К Археологу Славик наведывался периодически, раз в две недели. Они пили пиво, вспоминали родственников, делились новостями (у Славика новостей было существенно больше), иногда пели песни под гитару и будили соседей. Ко мне Славик относился с симпатией, а когда узнал, что я фотограф, стал допытываться, умею ли я работать в новомодном «Фотошопе». Я честно признался, что не умею. Славик огорчился. Для съемок фильма ему нестерпимо нужен был фотограф. Огорчился, правда, ненадолго. В тот вечер, когда я вкручивал лампочку, оживленный Славик поставил на стол упаковку пива «Балтика» и предложил мне работу в интим-магазине.

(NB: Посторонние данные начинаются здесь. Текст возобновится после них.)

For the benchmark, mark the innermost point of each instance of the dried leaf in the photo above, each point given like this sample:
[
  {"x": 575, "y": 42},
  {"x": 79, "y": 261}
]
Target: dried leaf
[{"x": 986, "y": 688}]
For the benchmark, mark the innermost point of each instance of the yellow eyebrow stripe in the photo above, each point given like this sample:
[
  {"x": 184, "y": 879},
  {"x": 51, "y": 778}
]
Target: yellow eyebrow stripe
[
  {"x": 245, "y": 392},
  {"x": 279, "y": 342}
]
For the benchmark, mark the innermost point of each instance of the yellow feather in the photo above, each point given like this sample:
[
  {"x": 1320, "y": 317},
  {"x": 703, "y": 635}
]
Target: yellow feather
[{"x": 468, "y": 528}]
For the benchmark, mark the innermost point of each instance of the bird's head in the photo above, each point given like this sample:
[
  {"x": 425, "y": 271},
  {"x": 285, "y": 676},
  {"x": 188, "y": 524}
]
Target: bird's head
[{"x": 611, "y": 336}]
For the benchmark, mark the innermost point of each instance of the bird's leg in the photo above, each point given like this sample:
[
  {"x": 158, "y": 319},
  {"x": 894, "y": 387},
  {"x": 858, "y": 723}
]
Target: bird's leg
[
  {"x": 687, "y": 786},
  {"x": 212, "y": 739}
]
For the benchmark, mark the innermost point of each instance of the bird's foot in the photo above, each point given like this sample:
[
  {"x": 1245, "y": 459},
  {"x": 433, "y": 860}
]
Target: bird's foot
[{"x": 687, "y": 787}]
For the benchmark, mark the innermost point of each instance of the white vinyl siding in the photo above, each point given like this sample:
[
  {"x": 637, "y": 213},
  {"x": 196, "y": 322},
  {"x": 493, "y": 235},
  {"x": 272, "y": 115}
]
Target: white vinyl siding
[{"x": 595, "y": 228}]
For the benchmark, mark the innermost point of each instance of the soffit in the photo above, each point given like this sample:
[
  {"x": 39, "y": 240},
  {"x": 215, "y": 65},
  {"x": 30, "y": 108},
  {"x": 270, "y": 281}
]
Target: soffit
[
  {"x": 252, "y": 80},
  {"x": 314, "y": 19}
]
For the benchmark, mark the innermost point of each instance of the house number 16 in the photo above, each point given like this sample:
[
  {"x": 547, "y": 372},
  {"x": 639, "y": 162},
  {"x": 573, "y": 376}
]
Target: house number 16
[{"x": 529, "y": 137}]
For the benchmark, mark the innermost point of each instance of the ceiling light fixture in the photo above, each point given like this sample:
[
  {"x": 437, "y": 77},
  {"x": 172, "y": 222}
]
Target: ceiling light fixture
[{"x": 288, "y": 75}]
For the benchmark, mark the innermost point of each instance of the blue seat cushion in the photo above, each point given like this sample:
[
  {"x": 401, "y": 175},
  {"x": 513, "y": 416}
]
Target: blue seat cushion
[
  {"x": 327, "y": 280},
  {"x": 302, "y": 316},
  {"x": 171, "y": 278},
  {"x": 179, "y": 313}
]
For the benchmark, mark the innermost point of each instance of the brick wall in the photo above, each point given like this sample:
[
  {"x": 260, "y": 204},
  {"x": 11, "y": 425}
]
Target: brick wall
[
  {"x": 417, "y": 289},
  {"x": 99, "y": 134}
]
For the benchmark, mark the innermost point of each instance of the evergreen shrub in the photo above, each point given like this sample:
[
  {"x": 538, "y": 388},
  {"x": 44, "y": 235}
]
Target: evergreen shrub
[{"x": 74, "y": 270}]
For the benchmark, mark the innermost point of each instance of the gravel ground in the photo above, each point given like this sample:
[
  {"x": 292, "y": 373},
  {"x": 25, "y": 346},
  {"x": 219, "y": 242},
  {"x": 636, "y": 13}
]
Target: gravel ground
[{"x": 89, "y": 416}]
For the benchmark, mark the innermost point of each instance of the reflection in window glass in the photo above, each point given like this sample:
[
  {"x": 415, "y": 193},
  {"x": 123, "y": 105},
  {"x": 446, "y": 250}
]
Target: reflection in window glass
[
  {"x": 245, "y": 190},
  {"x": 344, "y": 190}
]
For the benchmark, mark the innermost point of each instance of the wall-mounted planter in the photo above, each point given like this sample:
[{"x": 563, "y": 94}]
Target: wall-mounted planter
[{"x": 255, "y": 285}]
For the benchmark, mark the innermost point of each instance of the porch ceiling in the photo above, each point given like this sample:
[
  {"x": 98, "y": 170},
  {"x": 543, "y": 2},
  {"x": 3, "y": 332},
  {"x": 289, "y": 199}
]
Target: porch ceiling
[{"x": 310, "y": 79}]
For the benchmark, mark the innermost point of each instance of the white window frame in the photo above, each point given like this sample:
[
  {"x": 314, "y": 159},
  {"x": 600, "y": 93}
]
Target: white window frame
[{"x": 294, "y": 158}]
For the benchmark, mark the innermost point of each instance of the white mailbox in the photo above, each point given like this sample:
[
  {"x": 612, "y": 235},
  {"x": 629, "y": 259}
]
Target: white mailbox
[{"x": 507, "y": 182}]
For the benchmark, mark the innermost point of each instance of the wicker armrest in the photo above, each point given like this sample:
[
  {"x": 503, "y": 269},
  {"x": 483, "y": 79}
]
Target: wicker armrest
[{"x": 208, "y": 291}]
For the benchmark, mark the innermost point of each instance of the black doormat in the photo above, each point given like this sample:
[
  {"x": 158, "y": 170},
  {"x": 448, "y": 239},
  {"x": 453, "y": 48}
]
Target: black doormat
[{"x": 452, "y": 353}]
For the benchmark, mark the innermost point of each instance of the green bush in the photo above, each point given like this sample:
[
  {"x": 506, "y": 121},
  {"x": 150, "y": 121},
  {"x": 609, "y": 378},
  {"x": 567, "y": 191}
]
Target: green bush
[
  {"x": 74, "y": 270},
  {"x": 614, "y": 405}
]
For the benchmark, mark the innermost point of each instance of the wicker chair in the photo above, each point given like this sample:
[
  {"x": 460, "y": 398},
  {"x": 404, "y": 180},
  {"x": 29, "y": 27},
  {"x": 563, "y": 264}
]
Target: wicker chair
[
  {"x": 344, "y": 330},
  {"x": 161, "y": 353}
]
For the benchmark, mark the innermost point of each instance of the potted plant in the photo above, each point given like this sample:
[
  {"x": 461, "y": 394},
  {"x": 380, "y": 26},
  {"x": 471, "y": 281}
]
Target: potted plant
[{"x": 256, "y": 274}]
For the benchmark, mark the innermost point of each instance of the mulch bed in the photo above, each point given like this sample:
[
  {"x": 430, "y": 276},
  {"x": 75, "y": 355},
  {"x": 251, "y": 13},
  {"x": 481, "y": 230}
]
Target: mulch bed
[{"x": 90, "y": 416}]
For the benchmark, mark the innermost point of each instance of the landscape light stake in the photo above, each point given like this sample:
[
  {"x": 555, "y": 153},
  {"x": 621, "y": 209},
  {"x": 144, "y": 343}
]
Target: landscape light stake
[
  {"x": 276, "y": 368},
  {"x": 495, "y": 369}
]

«Понимаешь, какое дело, — говорил он, — тут я убиваю двух зайцев одновременно. Мне нужен работник, это раз, и мне нужен человек, который смог бы толково разобраться в «Фотошопе», это два. Ты, Фил, подходишь по всем статьям. И за раз и за два! Ты будешь работать в магазине, я тебе туда поставлю компьютер с программкой, и сможешь сидеть и разбираться, сколько влезет»
В те дни мое финансовое положение оставляло желать лучшего. До критичной отметки дело пока не дошло, но галопом приближался тот день, когда придется выгребать из карманов остатки мелочи, чтобы купить хотя бы пакетик чая. Заманчивое предложение Славик закрепил обещанием хорошего аванса. Интим-магазин находился всего в двух остановках метро от дома, график работы меня вполне устраивал, а возможность сидеть целый день за «Фотошопом», да еще и с разрешения потенциального работодателя — чудо чудесное, по-другому и не скажешь.
В общем, я пораскинул мозгами, мы дружно распили по банке пива, закусили креветками, и я согласился.
Археолог тут же на радостях поведал нам историю о корейцах.
А затем в моей жизни появилась Аленка.
Глава восьмая
Лес принял меня с небрежным равнодушием, словно едва ли не каждый день ловил падающих с неба людей, словно это была привычка, от которой сложно избавиться.
А я летел, проваливался в темноту бессознательного и выныривал в реальность, будто кто-то поставил перед глазами бешено крутящуюся карусель. Нос заложило, а кожу пекло так, словно именно сейчас и ни минутой позже я подхватил какую-то диковинную лихорадку. В одно мгновение это закончилось. Я ударился об упругий настил сухих листьев, покатился, что-то ломая, потом снова почувствовал пустоту, куда-то полетел и упал лицом в мягкий, влажный мох. Холодная до дрожи вода затекла под ворот, в сапоги, за пояс. Наверное, в это мгновение от меня повалил густой пар. Я дышал запахом перегноя и влаги — такого резкого, что мутило, и темнело в глазах. Может быть, я тонул, но был так слаб, что не мог пошевелить и рукой. Один раз я уже тонул, в детстве, когда прыгнул следом за старшим братом с обрыва в бурную реку. Прыгнул для того, чтобы не показаться трусом, хотя плавал плохо и совершенно не представлял что такое дикий, бешеный поток ледяной воды, вперемешку с грязью и ветками. Брат вынырнул и тотчас загреб к берегу. Я разогнался и пригнул «солдатиком», сложив руки по швам, вытянув ноги и крепко зажмурившись. И в мое тело впились миллионы ледяных иголок, меня подхватило течением, закрутило, как белье в стиральной машине. Я открыл глаза, но увидел вокруг только темноту. Тогда в душе зародился нечеловеческий страх. Я закричал, напрасно теряя остатки воздуха, задергал руками, и потом, наконец, всплыл, жадно глотая воздух, показавшийся мне обжигающим. Я загреб к берегу, а брат уже прыгал за мною, чтобы помочь. Один бы я не доплыл, потому что ноги свело судорогой — но в тот момент, когда начал тонуть (из глаз брызнули горькие слезы досады, не хотел я вот так умирать), брат подхватил меня и дотащил до берега. Перепугались оба, а брат, к тому же, подхватил воспаление легких, которое позже переросло в хроническое.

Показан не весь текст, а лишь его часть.